There will be few opportunities for an employer to reasonably summarily dismiss, only in exceptional circumstances, notably where an employee has conducted himself in a way which is so bad that it could be categorised as "gross misconduct", will dismissal without notice be justified. In such justified circumstances, the Employment Rights Act 1996 provides a specific exemption from the requirement to give notice. To be safe the employer should be able to assert that he was entitled to summarily dismiss the employee. Where there is a dispute there must be a factual finding by a tribunal to that effect, that is, on the facts do the tribunal think that the act(s) of the employee constituted gross misconduct to warrant the dismissal without notice. Summary dismissal will be justified where the employee's actions show such a serious breach of the contract that further continuance of the relationship is impossible.

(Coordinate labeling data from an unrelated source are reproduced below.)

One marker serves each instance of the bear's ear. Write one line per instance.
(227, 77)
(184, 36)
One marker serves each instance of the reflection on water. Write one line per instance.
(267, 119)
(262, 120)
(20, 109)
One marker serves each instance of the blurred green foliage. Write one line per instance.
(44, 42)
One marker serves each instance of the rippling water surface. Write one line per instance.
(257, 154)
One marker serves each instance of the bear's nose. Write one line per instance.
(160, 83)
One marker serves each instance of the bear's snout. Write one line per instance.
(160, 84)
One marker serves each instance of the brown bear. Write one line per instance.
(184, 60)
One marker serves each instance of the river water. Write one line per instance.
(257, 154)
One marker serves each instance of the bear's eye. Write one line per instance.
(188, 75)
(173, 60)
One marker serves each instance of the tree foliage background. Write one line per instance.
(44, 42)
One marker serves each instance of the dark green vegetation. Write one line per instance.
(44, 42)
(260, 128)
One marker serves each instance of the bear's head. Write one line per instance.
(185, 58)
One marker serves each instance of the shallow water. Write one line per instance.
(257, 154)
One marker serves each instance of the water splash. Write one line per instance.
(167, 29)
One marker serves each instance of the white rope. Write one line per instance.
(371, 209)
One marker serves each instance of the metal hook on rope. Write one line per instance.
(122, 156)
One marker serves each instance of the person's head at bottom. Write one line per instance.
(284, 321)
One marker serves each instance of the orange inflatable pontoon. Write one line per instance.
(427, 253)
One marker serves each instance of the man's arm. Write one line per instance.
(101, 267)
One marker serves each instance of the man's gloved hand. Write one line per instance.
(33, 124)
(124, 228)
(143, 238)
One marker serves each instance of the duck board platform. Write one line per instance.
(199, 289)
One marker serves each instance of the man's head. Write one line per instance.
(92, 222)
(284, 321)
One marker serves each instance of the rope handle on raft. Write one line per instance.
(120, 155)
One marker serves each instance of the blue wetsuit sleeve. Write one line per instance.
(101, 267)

Although there is no statutory definition of 'reasonableness', tribunals will probably consider whether the employer had a genuine belief that the reason for dismissal was a potentially fair one and has reasonable grounds for that belief. That they carried out proper and reasonable investigations where appropriate and followed the relevant procedures would also be considered. Attention would also be given where the employer told the employee why they were being considered for dismissal and listened to their views in response. Other considerations would be the allowance of the employee to be accompanied at disciplinary/dismissal hearings and giving the employee a chance to appeal against the decision.

Whether or not the employer's actions were reasonable might also depend on whether the employee could be expected to understand the consequences of their behaviour. Again training and availability of the rules and regulations pertaining to their employment would help the employer in this respect.

It has been known for employment tribunals to occasionally rule that a summary dismissal was fair because the circumstances made an investigation unnecessary, e.g. where the employee engaged in serious misconduct in front of witnesses and there was no reasonable explanation for their actions or mitigating circumstances. In practice, however, it is likely that a tribunal would rule a summary dismissal procedurally unfair and for prudence it is not recommended. The alternative here would be to suspend the employee on full pay and then investigate the circumstances. On this basis the employee would have little to fall back on in terms of litigation. Even if you feel that you have no choice but to instantly dismiss an employee, you must make every attempt to follow a fair procedure as you would do for any other disciplinary matter.

Moving back to the example above, of issue for Manchester City is the £52 million price they paid for Tevez and this is definitely going to play a part in what actions his employers might take. For other employers a congruent example might be deciding whether or not to dismiss an employee in whom you have invested a great deal of training and as such money and time. Whatever the case may be, in considering a summary dismissal an employer should not neglect to follow the procedures they would for any other dismissal, £52 million or not.